Unfortunately I’m having a little trouble following the details because of all of the redactions, so I wasn’t able to come to any specific conclusions so far, but I do have some general observations that I hope will give some hints for things to try next.

There are two typical reasons why this sort of thing might happen.

  1. If the configuration effectively modifies its own desired state while being applied in a way that Terraform can’t deduce, such as if it’s reading some data using a data resource but also changing that same object and there’s no dependency relationship between the two for Terraform to notice that possibility.
  2. If the provider is buggy in a way that causes a similar effect, such as if the provider returns an incomplete or otherwise-incorrect result from its apply step which then gets contradicted when it refreshes the object in the next plan.

It sounds like you already ruled out the first of these by noticing that there are no data resources, so my next thought would be a potentially buggy provider, but I can’t think of any hashicorp/aws bugs I know about that would cause this particular malfunction, and it seems like you’re just mapping two resources together by doing some acrobatics with their instance keys, and so the outcome doesn’t seem like it should be affected by changes to the attributes of the individual resource instances, which are what the provider controls.

You’ve only shown a tiny fragment of the plan output, so it’s hard to guess what might be going on here. If you see a section saying “Objects changed outside of Terraform” then that would be good to know since it might be an specific indicator of problem 2.

These features of the AWS provider are quite old and so are, I think, still implemented using the legacy plugin SDK, which has some quirks of its own which might be in play here. It might be interesting to do your first terraform plan and terraform apply with the environment variable TF_LOG=trace set to get Terraform’s internal logs, and search the output for the word “tolerate” where I suspect you’ll find some lines saying something like “hashicorp/aws did something odd but we’re tolerating it because it’s using the legacy SDK”.

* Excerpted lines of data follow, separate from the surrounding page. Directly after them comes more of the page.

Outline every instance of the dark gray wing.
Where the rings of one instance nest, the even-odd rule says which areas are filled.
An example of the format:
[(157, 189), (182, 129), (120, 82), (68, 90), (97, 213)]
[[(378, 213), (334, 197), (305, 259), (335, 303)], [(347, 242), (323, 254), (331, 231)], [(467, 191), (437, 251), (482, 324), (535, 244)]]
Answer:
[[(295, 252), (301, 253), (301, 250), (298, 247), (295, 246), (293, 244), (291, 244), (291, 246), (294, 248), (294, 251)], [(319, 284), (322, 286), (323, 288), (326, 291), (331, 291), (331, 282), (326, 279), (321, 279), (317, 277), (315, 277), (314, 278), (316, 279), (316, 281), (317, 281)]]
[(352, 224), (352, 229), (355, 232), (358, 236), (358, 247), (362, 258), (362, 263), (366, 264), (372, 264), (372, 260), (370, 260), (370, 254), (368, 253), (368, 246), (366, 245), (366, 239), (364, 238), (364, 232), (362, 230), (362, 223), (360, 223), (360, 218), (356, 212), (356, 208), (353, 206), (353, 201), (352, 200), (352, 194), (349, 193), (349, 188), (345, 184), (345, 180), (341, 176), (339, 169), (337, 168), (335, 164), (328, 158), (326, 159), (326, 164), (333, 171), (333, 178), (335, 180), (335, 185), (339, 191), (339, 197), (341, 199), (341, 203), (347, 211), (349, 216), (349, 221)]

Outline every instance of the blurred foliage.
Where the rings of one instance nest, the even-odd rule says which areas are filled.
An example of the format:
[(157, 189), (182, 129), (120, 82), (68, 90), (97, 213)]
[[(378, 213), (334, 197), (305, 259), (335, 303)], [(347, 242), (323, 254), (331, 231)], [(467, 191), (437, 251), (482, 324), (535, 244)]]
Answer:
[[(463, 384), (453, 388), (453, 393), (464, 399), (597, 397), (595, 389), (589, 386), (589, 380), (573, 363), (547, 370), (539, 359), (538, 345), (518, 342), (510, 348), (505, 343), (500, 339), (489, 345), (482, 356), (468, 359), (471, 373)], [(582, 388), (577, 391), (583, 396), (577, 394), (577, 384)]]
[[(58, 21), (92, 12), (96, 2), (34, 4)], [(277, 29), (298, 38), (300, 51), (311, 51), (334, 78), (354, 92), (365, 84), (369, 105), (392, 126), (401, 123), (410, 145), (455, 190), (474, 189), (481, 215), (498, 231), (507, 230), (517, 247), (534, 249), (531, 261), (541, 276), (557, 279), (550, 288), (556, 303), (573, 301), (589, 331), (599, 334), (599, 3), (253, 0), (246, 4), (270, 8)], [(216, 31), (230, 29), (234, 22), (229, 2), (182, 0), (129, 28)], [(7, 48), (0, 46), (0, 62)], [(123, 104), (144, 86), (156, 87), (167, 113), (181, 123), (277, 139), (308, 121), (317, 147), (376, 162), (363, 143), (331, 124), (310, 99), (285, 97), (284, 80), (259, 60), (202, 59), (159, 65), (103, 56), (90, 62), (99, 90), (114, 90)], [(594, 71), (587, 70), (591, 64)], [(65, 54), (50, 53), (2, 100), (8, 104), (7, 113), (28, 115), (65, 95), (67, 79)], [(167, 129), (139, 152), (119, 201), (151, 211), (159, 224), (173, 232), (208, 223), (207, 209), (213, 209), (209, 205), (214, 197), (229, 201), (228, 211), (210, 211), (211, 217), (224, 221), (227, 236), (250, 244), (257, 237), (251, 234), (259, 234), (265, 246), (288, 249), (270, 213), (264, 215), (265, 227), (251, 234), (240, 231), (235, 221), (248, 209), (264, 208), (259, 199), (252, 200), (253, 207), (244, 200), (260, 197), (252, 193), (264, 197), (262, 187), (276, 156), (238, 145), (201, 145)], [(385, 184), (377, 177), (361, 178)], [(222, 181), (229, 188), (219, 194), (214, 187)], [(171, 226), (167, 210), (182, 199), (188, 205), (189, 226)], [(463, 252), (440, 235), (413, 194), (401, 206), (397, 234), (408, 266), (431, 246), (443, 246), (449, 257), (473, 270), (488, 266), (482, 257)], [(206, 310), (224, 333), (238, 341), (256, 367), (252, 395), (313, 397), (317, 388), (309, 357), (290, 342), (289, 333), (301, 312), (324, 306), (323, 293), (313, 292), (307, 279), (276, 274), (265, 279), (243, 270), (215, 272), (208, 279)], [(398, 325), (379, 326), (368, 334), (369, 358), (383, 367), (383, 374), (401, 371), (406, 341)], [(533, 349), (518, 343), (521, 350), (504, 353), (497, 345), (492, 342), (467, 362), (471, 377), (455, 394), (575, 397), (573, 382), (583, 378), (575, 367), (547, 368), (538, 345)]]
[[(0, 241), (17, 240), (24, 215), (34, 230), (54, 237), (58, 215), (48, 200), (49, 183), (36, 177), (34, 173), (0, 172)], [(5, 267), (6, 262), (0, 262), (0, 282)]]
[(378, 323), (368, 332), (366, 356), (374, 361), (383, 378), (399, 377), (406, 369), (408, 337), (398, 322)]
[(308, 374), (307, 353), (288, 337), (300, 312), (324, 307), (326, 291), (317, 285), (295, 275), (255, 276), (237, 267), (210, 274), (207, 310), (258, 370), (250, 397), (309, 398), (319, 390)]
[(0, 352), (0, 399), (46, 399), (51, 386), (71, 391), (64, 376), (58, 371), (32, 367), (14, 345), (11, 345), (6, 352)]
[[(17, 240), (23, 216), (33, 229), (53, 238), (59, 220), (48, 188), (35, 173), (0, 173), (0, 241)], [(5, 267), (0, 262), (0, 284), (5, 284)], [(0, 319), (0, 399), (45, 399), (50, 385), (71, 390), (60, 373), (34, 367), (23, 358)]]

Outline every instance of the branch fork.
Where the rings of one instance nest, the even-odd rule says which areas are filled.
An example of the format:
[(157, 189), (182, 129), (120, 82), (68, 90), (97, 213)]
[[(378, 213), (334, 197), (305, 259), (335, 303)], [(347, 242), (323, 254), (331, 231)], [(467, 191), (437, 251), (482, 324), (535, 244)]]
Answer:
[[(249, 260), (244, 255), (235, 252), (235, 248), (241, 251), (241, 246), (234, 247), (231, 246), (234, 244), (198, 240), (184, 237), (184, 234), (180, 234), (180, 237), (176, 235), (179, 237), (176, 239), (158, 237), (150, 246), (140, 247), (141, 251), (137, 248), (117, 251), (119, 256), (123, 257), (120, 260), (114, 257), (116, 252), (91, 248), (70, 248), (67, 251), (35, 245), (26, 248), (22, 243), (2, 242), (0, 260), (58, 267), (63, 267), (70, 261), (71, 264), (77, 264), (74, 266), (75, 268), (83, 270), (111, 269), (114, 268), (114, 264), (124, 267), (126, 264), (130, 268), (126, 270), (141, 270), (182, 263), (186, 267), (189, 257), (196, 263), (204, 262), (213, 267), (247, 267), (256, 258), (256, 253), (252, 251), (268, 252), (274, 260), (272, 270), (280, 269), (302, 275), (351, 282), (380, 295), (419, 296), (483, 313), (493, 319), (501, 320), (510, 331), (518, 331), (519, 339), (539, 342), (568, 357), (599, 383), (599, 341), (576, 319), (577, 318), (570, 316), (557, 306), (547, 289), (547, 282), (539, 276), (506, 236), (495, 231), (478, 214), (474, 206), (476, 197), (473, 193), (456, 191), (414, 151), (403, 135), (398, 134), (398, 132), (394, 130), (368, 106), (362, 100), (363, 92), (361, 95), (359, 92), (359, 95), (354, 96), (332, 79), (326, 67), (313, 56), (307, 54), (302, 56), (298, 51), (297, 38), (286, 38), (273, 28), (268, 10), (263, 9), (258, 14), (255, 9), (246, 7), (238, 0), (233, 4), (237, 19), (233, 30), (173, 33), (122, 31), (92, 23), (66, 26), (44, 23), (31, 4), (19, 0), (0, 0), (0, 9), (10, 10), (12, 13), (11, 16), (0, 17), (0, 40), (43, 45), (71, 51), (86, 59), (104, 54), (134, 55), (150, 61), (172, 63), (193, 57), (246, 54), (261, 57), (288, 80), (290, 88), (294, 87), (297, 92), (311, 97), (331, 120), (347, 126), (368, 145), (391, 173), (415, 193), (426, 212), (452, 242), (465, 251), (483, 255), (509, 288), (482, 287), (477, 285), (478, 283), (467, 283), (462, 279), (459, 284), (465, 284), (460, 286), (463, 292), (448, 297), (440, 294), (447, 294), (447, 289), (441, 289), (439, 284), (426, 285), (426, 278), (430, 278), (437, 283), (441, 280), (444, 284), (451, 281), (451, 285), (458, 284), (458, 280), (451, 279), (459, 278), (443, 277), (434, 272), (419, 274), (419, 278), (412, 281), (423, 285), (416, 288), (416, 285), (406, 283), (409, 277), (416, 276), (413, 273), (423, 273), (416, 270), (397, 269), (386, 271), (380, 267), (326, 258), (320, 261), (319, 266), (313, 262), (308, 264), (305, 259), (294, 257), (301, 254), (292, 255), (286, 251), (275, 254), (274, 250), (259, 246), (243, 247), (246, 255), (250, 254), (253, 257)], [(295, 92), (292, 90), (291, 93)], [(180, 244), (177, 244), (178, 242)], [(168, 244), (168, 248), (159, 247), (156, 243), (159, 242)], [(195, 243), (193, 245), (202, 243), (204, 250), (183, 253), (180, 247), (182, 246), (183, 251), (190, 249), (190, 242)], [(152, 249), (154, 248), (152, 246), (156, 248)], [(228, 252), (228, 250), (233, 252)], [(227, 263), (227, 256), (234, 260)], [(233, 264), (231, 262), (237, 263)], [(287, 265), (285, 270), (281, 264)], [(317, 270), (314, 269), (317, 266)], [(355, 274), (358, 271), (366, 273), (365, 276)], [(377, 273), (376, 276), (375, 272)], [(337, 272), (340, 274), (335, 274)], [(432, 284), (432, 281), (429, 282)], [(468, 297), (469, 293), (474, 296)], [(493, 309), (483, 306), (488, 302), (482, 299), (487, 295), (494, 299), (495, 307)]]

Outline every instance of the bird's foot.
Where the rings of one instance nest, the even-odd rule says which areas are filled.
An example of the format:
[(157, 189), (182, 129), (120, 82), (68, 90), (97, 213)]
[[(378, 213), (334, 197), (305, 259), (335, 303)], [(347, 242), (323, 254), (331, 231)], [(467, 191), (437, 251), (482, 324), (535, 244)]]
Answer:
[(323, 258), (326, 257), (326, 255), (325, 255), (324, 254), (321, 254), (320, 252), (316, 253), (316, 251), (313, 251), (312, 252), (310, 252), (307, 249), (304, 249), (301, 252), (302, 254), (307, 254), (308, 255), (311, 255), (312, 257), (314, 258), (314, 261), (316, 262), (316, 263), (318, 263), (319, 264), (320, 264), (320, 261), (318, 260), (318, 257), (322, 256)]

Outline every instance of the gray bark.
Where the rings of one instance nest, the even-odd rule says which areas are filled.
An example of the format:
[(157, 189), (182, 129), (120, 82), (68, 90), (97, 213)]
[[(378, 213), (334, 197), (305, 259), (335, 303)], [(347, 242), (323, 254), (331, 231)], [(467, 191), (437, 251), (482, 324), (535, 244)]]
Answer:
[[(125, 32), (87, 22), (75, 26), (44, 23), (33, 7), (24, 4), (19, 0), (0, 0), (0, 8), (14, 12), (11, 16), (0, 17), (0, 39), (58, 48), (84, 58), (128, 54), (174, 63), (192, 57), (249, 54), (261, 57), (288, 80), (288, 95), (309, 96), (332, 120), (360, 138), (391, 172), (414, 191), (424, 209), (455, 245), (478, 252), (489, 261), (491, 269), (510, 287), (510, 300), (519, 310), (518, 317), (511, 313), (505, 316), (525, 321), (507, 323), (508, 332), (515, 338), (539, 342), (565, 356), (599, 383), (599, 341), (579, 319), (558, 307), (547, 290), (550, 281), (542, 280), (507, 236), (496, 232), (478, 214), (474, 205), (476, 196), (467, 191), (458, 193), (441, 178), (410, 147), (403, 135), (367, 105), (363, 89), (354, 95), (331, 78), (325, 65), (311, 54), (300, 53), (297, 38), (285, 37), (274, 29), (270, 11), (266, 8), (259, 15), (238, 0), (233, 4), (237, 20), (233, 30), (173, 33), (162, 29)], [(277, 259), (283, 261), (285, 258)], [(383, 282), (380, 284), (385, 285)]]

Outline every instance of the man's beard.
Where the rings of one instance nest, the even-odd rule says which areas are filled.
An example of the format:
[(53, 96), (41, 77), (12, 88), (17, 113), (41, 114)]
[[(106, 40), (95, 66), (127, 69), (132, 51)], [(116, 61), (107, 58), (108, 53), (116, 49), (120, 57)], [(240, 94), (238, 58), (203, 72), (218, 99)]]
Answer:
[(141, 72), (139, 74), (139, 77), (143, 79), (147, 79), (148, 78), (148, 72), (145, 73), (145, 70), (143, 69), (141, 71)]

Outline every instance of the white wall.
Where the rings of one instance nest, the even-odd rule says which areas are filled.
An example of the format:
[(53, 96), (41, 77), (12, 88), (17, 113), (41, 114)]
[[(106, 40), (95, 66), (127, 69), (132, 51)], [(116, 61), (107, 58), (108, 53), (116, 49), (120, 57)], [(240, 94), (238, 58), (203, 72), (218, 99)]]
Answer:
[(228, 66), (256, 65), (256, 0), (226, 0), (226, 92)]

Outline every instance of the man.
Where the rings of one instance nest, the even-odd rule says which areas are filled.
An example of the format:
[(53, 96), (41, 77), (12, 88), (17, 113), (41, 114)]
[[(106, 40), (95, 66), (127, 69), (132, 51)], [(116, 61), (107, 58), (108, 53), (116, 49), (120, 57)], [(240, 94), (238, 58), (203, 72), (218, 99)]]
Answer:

That tolerance is there because the SDK typically does some odd things, so the mere presence of that warning is not a cause for concern, but the specific details it reports might give some insight about what’s going on if you’re able to share them here. (It’s hard for me to know ahead of time what might be useful vs. un-useful examples, so unfortunately I can’t do any better than “share it with me and I’ll see if anything sticks out as weird”. :confounded: )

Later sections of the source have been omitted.